2) specifying a serialization of MQM and of ITS 2.0 quality issue 
markup. ITS 2.0 has a mechanism to serialize one or more localization 
quality isssues for the same span of text, see
http://www.w3.org/TR/its20/#EX-locQualityIssue-local-2
As I understand Arle, for MQM there is the requirement of annotating 
potentially overlapping quality issues - this couldn't be done with ITS 
2.0 markup, that is: one cannot reuse the ITS 2.0 markup for all of MQM 
markup.

3) The ITS 2.0 links to an informal mapping of existing tools to ITS 2.0 
types
http://www.w3.org/International/its/wiki/Tool_specific_mappings
as I understand Arle, MQM is working on a similar mapping, taking 
detailed feedback from LSPs into account.


There might be other areas, if you see them please let me know.

Now, if we resolve 1-3 or at least describe for implementers how MQM and 
ITS 2.0 relate, we can
- avoid confusion by implementers why there are two ways to express 
localization issue information, but just explain the differences in detail;
- get implementers actually to implement both MQM and ITS 2.0. ITS 2.0 
quality issue is currently being implemented in three tools
http://www.w3.org/TR/2013/WD-mlw-metadata-us-impl-20130307/#Quality_Check
http://www.w3.org/TR/2013/WD-mlw-metadata-us-impl-20130307/#Harnessing_ITS_2.0_Metadata_to_Improve_the_Human_Review_Process
http://www.languagetool.org/

We may be able to convince the ITS 2.0 implementers to integrate tooling 
for MQM in their tools as well. This would be a big success for both 
efforts.


So I have written this mail to start a conversation, so that we get 
feedback from all stakeholders. In addition and to move this forward, I 
have a concrete suggestion, based on discussions I had with Arle and 
Aljoscha already: AFAKI both MQM and ITS 2.0 will be presented at 
TCWorld this year. We could take this as a milestone for setting the 
relation in stone on an implementation level, and integrate examples in 
presentations vice versa. What do you think?

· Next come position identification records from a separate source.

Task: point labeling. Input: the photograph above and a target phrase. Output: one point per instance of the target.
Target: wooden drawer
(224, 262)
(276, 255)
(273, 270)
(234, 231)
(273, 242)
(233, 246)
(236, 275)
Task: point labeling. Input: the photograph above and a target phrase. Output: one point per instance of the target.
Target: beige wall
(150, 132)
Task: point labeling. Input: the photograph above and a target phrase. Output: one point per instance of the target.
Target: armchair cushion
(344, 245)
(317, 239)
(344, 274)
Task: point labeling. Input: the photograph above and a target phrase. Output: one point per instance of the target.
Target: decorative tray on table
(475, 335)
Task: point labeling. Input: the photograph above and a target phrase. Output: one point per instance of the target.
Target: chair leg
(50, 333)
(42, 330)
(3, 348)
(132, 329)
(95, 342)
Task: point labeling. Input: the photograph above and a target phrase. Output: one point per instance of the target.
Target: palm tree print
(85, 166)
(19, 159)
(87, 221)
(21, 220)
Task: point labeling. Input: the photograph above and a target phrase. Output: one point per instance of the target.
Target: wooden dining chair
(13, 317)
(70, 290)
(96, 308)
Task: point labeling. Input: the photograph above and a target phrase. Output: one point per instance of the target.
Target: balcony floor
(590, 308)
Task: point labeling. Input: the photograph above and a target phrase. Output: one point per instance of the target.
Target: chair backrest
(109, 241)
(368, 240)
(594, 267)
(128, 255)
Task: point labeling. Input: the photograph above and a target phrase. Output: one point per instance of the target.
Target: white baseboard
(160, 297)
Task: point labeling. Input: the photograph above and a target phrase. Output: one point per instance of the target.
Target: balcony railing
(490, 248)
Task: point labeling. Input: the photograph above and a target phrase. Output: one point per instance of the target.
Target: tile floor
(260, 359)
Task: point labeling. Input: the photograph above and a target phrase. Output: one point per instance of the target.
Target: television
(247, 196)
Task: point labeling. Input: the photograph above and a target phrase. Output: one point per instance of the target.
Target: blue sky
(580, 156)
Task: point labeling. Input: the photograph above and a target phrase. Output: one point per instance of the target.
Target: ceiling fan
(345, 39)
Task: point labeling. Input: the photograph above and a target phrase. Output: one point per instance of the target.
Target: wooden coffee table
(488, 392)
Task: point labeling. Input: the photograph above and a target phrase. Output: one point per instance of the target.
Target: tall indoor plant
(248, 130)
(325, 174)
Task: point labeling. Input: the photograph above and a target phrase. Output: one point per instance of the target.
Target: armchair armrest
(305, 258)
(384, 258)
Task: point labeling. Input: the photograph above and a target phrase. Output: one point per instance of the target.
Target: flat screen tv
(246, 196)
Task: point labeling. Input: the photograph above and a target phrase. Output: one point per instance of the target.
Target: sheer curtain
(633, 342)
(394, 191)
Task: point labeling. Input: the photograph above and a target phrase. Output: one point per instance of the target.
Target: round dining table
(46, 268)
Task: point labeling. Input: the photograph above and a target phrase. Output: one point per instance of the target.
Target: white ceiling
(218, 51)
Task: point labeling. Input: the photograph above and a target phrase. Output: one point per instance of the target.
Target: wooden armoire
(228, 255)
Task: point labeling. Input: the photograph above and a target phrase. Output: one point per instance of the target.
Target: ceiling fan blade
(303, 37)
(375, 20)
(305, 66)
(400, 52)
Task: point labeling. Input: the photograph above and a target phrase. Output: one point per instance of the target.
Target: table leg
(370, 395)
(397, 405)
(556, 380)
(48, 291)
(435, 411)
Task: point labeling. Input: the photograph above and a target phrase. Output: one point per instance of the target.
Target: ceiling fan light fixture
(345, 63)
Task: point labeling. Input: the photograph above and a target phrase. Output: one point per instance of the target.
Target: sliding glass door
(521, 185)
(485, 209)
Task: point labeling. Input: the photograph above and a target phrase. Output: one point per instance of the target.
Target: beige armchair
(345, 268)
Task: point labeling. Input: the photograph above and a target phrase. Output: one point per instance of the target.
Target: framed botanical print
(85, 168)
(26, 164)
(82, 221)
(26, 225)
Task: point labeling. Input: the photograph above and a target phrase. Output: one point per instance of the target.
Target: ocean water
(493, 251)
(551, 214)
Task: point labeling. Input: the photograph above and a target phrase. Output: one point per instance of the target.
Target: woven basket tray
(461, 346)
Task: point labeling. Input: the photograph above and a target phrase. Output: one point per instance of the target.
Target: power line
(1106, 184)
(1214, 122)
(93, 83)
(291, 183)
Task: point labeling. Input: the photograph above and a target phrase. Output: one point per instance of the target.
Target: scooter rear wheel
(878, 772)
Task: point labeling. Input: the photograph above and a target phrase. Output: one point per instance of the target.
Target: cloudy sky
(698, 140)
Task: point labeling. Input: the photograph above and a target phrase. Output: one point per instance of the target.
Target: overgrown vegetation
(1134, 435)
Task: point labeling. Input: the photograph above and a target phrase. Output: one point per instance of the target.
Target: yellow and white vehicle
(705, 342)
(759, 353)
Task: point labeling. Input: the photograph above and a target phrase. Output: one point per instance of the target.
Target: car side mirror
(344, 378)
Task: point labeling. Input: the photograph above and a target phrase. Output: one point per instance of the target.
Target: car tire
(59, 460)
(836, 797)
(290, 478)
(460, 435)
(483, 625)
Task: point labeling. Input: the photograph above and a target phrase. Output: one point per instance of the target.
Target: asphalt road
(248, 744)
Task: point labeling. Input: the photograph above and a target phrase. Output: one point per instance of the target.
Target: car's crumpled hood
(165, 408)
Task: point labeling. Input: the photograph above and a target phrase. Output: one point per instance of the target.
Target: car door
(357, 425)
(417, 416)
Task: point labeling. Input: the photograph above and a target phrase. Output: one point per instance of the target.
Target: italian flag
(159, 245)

Btw., two ITS 2.0 localization quality issue implementers, Yves Savourel 
and Phil Ritchie, will be at LocWorld next week too. So you may already 
touch base?


As some input, from the ITS 2.0 side there is this input, summarized below:

- Localization Quality Issue definition http://www.w3.org/TR/its20/#lqissue
- Normative type values http://www.w3.org/TR/its20/#lqissue-typevalues
- Non normative mappings to tools 
http://www.w3.org/International/its/wiki/Tool_specific_mappings
- ITS 2.0 Localization Quality issue in the ITS 2.0 test suite
** input files 
https://github.com/finnle/ITS-2.0-Testsuite/tree/master/its2.0/inputdata/locqualityissue
** output files 
https://github.com/finnle/ITS-2.0-Testsuite/tree/master/its2.0/expected/locqualityissue
** outpuf files in XLIFF (just informative, not set in stone) 
https://github.com/finnle/ITS-2.0-Testsuite/tree/master/its2.0/xliffsamples/inputdata/locqualityissue
** an output of the XML intput files in RDF, using the RDF "NIF" vocabulary
https://github.com/finnle/ITS-2.0-Testsuite/tree/master/its2.0/nif-conversion/expected 

I am mentioning NIF here since it provides a solution to the overlapping 
representation issue that I had mentioned above.

It would now be interesting to see the latest MQM model here and example 
files.

Finally, let me mention that this mailling list is not for the 
development of ITS 2.0 - this is an open list to discuss issues like 
with this mail. And in the next months we will use regular phone calls 
to discuss topics like this.

Best,

Felix
Received on Friday, 7 June 2013 19:35:22 UTC